We’ve seen channel disruption in the consumer space with Amazon completely changing the economics and the industry landscape of retail. Oh, and they have also built a very large business on the side, around cloud and data infrastructure!

But what are the lessons that we can draw in the channel? Because you will have to reinvent yourself if you’re going to stay relevant.

In fact, one argument could be made as we think about the cloud, and that’s who even needs a channel? In the old days, we had boxes that needed to be sold, software that needed to be supported and customers that required assistance.

If you examine the core elements around the value proposition of the channel, whether it is system integration, installation or maintenance - most of these things are now starting to go away.

So, an argument could be made about the channel lacking relevance. But obviously, this is a simplistic argument.

Channels never get destroyed, they get transformed. We just have to find new ways of adding value.

Professor Mohan Sawhney of the Kellogg School of Management delivering the opening keynote address of EDGE 2017
Professor Mohan Sawhney of the Kellogg School of Management delivering the opening keynote address of EDGE 2017

If you look at what the cloud does, many of its benefits to customers create challenges for the channel. For example, small businesses now have access to enterprise class infrastructure, provisioning is at the flick of a button and scalability is infinite.

That’s an important point because friction equals profits. Wherever there was friction in the installation, maintenance and deployment, that resulted in profits for the channel. So, the elimination of friction causes an impact on profits.

To quote Charles Dickens - “It is the best of times, it is the worst of times”.

Because the channel is going to be critical in the faster adoption of cloud computing. Yet at the same time the channel isn’t ready, it needs to change.

On the one hand, you are going to be called upon for help, but on the other hand, you are going to be called upon to transform. And if you don’t transform, then it doesn’t matter how big you are, how long you’ve been around in the market, you will die.

Adaptability is the key to success in the future because we are all faced with disruption. I hear digital disruption a lot but we all get hung up on what it actually means.

Well, let me offer you a very simple explanation - “applying digital (mobile, cloud, analytics) technologies to deliver disruptively superior customer value by transforming products, channels, business models, markets and user experiences”.

At the end of the day, disruption is meaningless until someone will pay for it. It is the creation of customer value that is disruptive.

Channels never get destroyed, they get transformed

And how do we do this? We can do it in lots of ways.

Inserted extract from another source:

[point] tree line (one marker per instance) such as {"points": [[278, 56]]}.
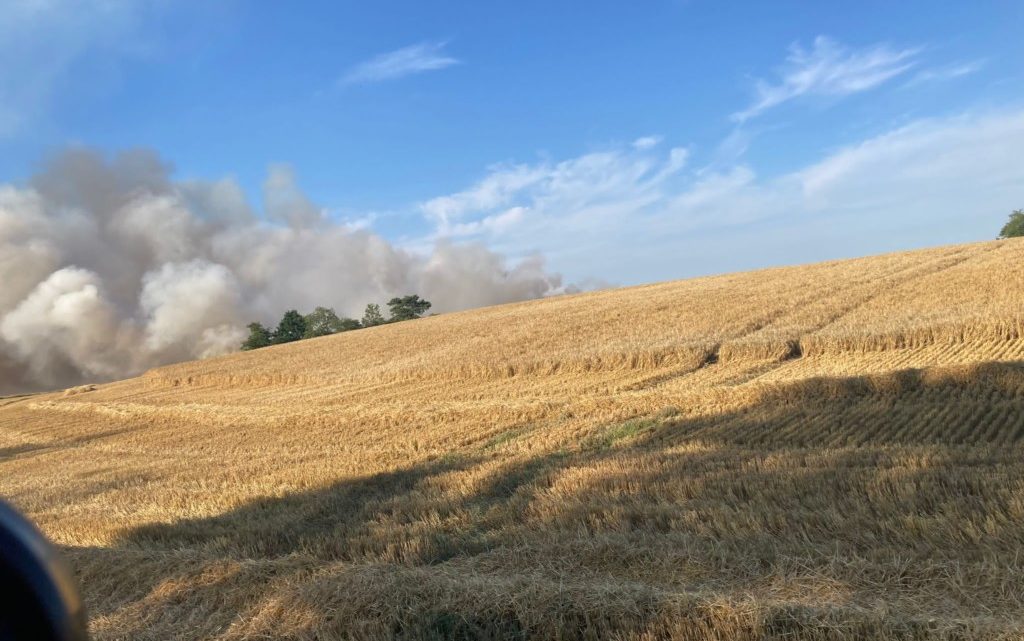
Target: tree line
{"points": [[324, 321], [1015, 226]]}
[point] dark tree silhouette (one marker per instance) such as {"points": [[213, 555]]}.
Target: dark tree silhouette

We take a product and convert it into an on-demand service, that creates customer value. We make provisioning and installation go away, that creates customer value. We allow people to scale up or down depending on the resources they require, that creates customer value.

It’s the transformation of a product, the transformation of a channel, the transformation of a business model, the transformation of a marketplace and the transformation of a user experience.

But the end goal is the same and you should benchmark yourself against disrupters when offering customer value.

You must understand what the end customer wants as it will not be possible for you to transform yourself until you understand how your customer is being transformed and being disrupted.

Digital disruption is manifesting itself in different ways however because you all have customers in different industries.

For example, look at businesses that are customer intensive. Businesses that have millions of interactions with customers very frequently, such as banks, airlines, hospitality and retail organisations.

In this case, transformation is coming through customer interaction and customer experience. They focus on managing the front office, transforming their channels, leveraging social media and call centre operations - that’s where the low hanging fruit is.